The Continental rubber outsole performs as advertised and offers dependable traction.
As with most cushioned racers with some kind of stiff component inside, the heel stability is expected to be poor. However, it’s worse on the adios Pro due to the unusually high heel bevel angle and the poorly-designed lacing.
We also question the updated midsole design that exposed the Energy Rods and creates a gap on the outsole. The Adios Pro V1 did not have it for a reason.
SHOES SIMILAR TO THE ADIDAS ADIZERO PRO 2
The Nike Vaporfly Next% V2 is the definitive Carbon-plated racing shoe, and its ride has the characteristic ‘snap’ that’s made this shoe category so popular.

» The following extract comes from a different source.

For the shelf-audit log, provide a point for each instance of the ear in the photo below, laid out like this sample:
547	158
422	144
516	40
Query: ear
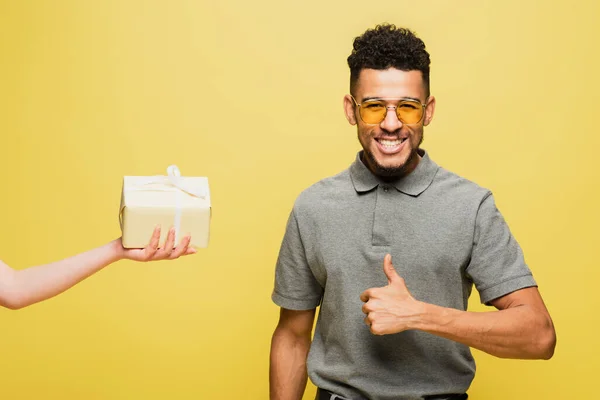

The VF Next% is an expensive shoe, so less expensive alternatives are available in the form of the Saucony Endorphin Speed V2 and Nike Zoom Fly 4. The Endorphin Speed uses a Nylon plate inside a PEBA foam core, so it delivers a similar responsive snap. The Nike Zoom Fly 4 has a firmer React core, so the ‘snap’ has a muted quality.
Amidst the Nike Vaporfly and Saucony Endorphin hype, the New Balance RC Elite tends to be overlooked.
That was due to the Elite V1’s subdued ride manners. But the Elite V2 should not be ignored – this plated shoe is an excellent long-distance racer with a generous amount of bouncy cushioning. The V2 has a much higher midsole stack than the V1, thus propelling it into the league of other plated racers.
Brooks sells the Hyperion Elite, and so do Asics and Hoka with their various plated models. However, we recommend trying the other PEBA or Fuelcell foam racers first.